Wieso Mädchen in der Schule im Durchschnitt besser sind, liegt doch auf der Hand. Neben der offensichtlichen Bevorzugung durch die Lehrer (die unterschiedlichste Gründe hat), ist die Konkurrenzsituation zwischen Frauen viel größer, als zwischen Männern, solange der Kampf um Geld, Anerkennung und Partnern für Geschlechtsverkehr nur Zukunftsmusik ist.

Bei Mädchen gibt es im jungen Alter schon den Vergleich, den Neid, die Zielstrebigkeit. Jungs sind Kumpels.

Das gilt zumindest für autochthone, deutsche Kinder. Die Ursachen bei Migranten sind natürlich noch weitaus „bunter“.

Würde ich so nicht sagen. Meine Beobachtung ist, dass Jungs im Grundschulalter untereinander von äußerster Brutalität sind, nur geht es dann eben gerade nicht um die Schule („ich bin doch kein Streber“), sondern darum, wer stärker ist, mehr Lügengeschichten erzählt oder weiter p*en kann. In manchen ländlichen Grundschulkontexten bedeutet für einen Jungen eine Note besser Drei automatisch „Dresche“ an den Rand der Lebensgefahr durch die gesamte „Klassengemeinschaft“ unter dem freundlichen Lächeln der Leerkraft ob der „kleinen Rangeleien“ – aber wehe, der „Streber“ schlägt zurück! Ich brachte meinem Sohn seinerzeit bei, sich physisch zu wehren, und hatte im Gefolge dessen einige… Mehr

Was wirklich zählt ist der internationale Vergleich in den MINT-Fächern.

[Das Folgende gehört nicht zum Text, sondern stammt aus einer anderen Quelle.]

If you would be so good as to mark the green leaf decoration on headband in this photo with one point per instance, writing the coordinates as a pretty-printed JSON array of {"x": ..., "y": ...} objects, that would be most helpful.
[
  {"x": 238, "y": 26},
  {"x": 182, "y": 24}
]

Und da sieht das Ranking regelmäßig wie folgt aus:
1. Singapur
2. Hongkong
3. Japan
4. Taiwan
5. China
6. Süd-Korea

Noch Fragen, wer zukünftig Autos, Windanlagen, Solaranlagen, moderne Likes etc. bauen wird….

Korrektur ?
Tatsächlich hatten sich im Vergleich zum letzten Text ( Test ? )Mecklenburg-Vorpommern, Brandenburg und Thüringen verschlechtert. Allerdings rangieren sie immer noch weit über Berlin und Brandenburg (Bremen ?), Thüringen steht sogar noch auf Rang drei.

Es kann so nicht weitergehen.
Zeit für einen neuen Staatenbund.
Ungarn-Visegrad-Österreich-Sachsen-Bayern.

Btr. neuer Staatenbund: Trotz CSU, gute Idee. Wird sich so, oder so ähnlich in 50 bis 100 Jahren sicherlich auch so aufstellen, oder aufgestellt haben, schon rein aus statistischen (Bevölkerungszusammensetzung) Gründen. Inklusive Polen und Tschechische Republik + einige nordische Länder, sofern sie bevölkerungspolitisch die Kurve kriegen, eine Art EWG, bei Wahrung nationaler Gegebenheiten mit gemeinsamer/angeglichener Außen- u. Wirtschaftspolitik.

Bayern muss erstmal die CSU entgrünen, bevor Sie mitmachen dürfen.

Bitte Thüringen, Teile Südostbrandenburgs und die schöne Ostsee- und Agrargegend Mecklenburg nicht vergessen.

Gesamtschulen sind „erfolgreich“ und „beliebt“? Wohl nur bei den GEW-Holzköpfen.